4 Reasons Why Teenagers Seem to Hate Their Parents

Question and answer details
Malak
2011/06/29
My 14 years old son hates me and his father. We don't hit him, don't yell at him, and treat him with respect, still he hates us and doesn't talk to us. He always says that he hates us. He's our only child and we came to America for better life but he makes our life miserable. I wonder if this is because, being a working mum, he feels that I have no much time for him? My friends tell me that this is a typical 14-year-old response - is this acceptable and what can I do to help him get through it? I try to do my best, but I need a help and I don't know any Muslim family around us. Please help me and my husband!
Karima K Burns
Answer

Bisimillah ARRahman ARRahim,

Dear Sister,

This is a common response to one's parents as a 14-year-old and also one of the most painful things to deal with for a parent with a child of this age. However, it can be less painful when considering the reasons why it happens.

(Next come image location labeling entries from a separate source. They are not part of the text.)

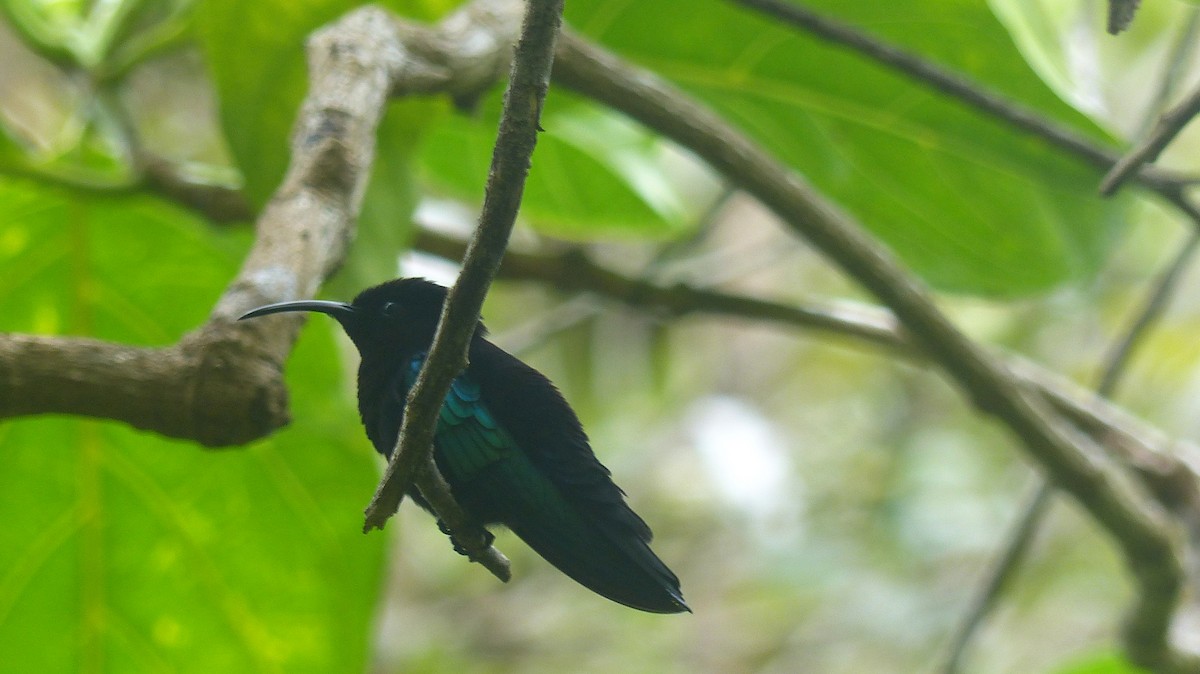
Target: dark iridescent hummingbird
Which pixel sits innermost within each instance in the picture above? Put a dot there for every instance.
(510, 447)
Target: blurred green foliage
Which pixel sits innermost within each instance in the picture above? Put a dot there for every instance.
(857, 500)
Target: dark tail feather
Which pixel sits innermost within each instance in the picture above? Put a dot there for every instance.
(628, 573)
(600, 553)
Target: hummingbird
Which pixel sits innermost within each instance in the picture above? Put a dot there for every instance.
(509, 445)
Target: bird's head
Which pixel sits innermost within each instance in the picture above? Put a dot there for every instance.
(397, 314)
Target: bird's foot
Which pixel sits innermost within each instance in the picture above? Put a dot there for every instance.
(457, 547)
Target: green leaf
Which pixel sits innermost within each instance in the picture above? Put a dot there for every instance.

There are many reasons a child this age may lash out with harsh words towards their parents:

1. Reason:

This is the age where children are making that difficult transition into the world of adulthood.

They are passing into a world where they are taking more part in the world around them, they are learning to function more and more in the "real world", they are asserting themselves onto the world and they are taking on more and more responsibility both in school and at home. This can be a frightening transition for some children and they may go through a version of what happened when they were experiencing a similar transition when they were toddlers.

This same kind of transition happens when a child is around the age of 3 and first experiences that they are no longer completely protected and surrounded by their mother, but that they are also part of a larger social network. This mild separation from the parent can be so frightening to the toddler that they can lash out with temper tantrums and other forms of disturbance.

In teenagers this can also happen - harsh words can be the teen version of a "temper tantrum".

Solution:

Reflect back on how your son dealt with that first transition in his life. Did he have difficulty with it? He may be experiencing that same difficulty now.



2. Reason:

Any transition can be difficult for children who have trouble with transitions in general.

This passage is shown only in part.